Scroll untuk baca artikel
Terkini

Ahli Hidrogi Unsoed: Banyak Orang Keliru Memahami Mitigasi Bencana

Redaksi
×

Ahli Hidrogi Unsoed: Banyak Orang Keliru Memahami Mitigasi Bencana

Sebarkan artikel ini

BARISAN.CO – Indonesia terletak pada pertemuan empat lempeng tektonik, yaitu Benua Asia, Benua Australia, lempeng Samudera Hindia, dan Samudera Pasifik yang mengakibatkan sangat rentan terhadap bencana.

Berdasarkan data Badan Nasional Penanggulangan Bencana (BNPB) di tahun 2020 setidaknya telah terjadi 2.925 kejadian bencana alam. Sedangkan per 1 Januari hingga 31 Oktober 2021 telah terjadi 2.208 bencana alam.

Dalam webinar yang diselenggarakan oleh Fodiska, ahli hidrologi, Yanto, Ph. D mengatakan meski hidup di daerah rawan, masih banyak orang keliru memahami mitigasi bencana. Menurut Yanto, bahkan sekelas website Kementerian Parawisata dan Ekonomi Kreatif (Kemenparekraf) menuliskan bahwa mitigasi itu dari tanggap darurat hingga kemudian normalisasi.

“Kemudian tadi saya sempat baca, mitigasi gempa bumi misalnya, media online menulis kalau terjadi bencana seperti apa,” kata Yanto, Kamis (18/11/2021).

Ia menyampaikan mitigasi itu siklus dari penanggulangan sebelum bencana terjadi.

“Dalam siklus penanggulangan bencana ada upaya pencegahan dan mitigasi, lalu kesiapan, tanggap darurat, dan pemulihan. Dua pertama yaitu pencegahan dan mitigasi, serta kesiapan ini berada pada tahap sebelum bencana,” lanjut Yanto.

Yanto menambahkan pasca bencana, tahapannya tanggap darurat serta pemulihan. Tiap tahapan tersebut memiliki karakteristik, tindakan, serta tujuan yang berbeda.

Lulusan Universitas Michigan ini menjelaskan mitigasi bertujuan untuk mengurangi risiko dan dampak yang terjadi akibat bencana yang terjadi kepada masyarakat di daerah rawan bencana.

Strategi Mitigasi Bencana

Untuk meminimalisir risiko bencana, Yanto memberikan dua teknik yaitu supply dan demand.

“Dari supply bencana sendiri kita mungkin bisa melakukan upaya untuk mengurangi besaran dan dampaknya.

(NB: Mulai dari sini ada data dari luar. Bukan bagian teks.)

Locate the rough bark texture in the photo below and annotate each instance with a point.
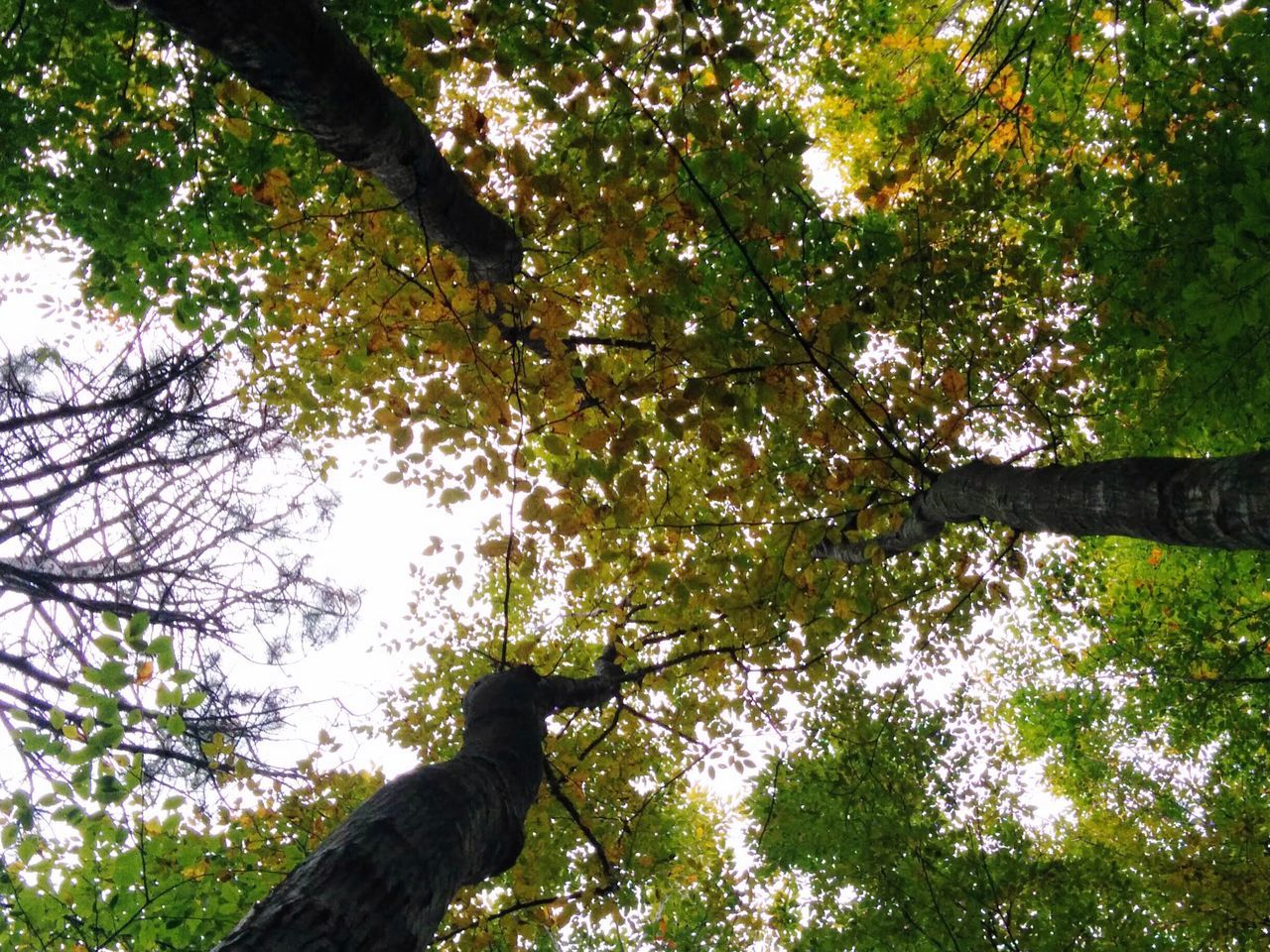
(295, 54)
(382, 880)
(1218, 503)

Contohnya banjir jangan sampai sangat besar,” ujar dosen Universitas Jenderal Soedirman tersebut.

Ia melanjutkan di sisi demand, adanya peningkatan kapasitas masyarakat dengan kesiapan seperti, sedia perahu karet.

Akan tetapi, Yanto menegaskan bencana seperti gempa bumi, manusia tidak bisa mengurangi besarannya karena terjadi seacara alami.

“Yang kita bisa adalah meningkatkan kapasitas kita dalam menghadapinya. Salahsatunya dengan melakukan pendekatan yang natural. Bagaimana kita membangun struktur bangunan yang tahan gempa,” tegas Yanto.

Yanto menuturkan beberapa arahan kegiatan mitigasi tertuang dalam Peraturan Pemerintah nomor 21 tahun 2008 tentang penyelenggaraan mitigasi bencana.

“Jadi, ada perencanaan dan pelaksaan tata ruang, pengaturan pembangunan infrastruktur, kemudian yang ketiga adalah pendidikan masyarakat,” pungkas Yanto. [rif]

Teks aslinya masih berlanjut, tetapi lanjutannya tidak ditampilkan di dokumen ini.